Bushfire by Sally Murphy
My Australian Story. Scholastic, 2019. ISBN: 9781742994307.
(Age: 10+) Recommended. Themes: Bushfires, Black Saturday, Victoria,
Dandenong Ranges, Emergency Services, Climate change, Disasters. Mid
to upper primary readers will absorb this story about the Black
Saturday bushfires in Victoria in 2009, told within a loving family
unit, the details of their lives making a strong backdrop to the
action. And what action! These bushfires, the worst in Australia's
history, took 173 lives, burnt out whole towns, ravaged huge swathes
of the Dandenong Ranges surrounding Melbourne, threatening the city
itself, and made people rethink strategies when dealing with fire on
this scale.
Shortly after Christmas in 2009, Amy waves farewell to her climate
science mother, going off to a conference in Brussels and is taken
back to her grandmother's house at Marysville in the Dandenong
Ranges, north of Melbourne.

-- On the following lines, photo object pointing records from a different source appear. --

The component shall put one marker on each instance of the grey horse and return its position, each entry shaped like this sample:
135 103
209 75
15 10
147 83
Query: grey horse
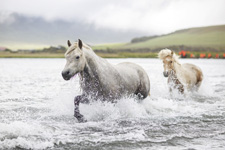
100 80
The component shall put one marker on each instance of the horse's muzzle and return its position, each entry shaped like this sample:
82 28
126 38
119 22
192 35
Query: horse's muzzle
165 73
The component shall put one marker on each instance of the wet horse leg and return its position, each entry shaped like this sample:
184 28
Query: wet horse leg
77 100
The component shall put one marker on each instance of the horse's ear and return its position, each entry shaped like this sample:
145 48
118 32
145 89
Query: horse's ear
68 43
80 44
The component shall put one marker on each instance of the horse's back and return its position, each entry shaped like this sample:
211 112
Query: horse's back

She and her dad talk about the trees and
the undergrowth, the recent rain and the greening of the bush, the
eucalypts that can be used as compost, while making Gran's home more
bushfire ready.
Amy loves reading of disasters around the world and the story is
placed firmly in its time with the plane landing on the Hudson River
in New York while references are made to disasters which happened
years before at Christmas: Cyclone Tracey and the Canberra
bushfires. Readers will enjoy reading about these and doing some
research for more information. Letters between Amy and her brother,
Aaron, now in Paris, give a different perspective to Amy's life with
Grandma.
But the air becomes more oppressive, warnings are given, some people
move to the city for safety, others clear their yards, fill cleared
out gutters with water, put their fire plans into action.
Finding their way to the local oval, they spend agonising days
trying to contact friends and relatives, and Sally Murphy is able to
make the readers feel that they are part of the action, fretful,
worrying and afraid.
This book joins a group of novels and picture books recently
published which enable readers to empathise with those caught in
such events and work out and understand how they could survive, all
the while presenting the amazing work done by mainly volunteer
emergency services, ambulance officers, fire fighters and police.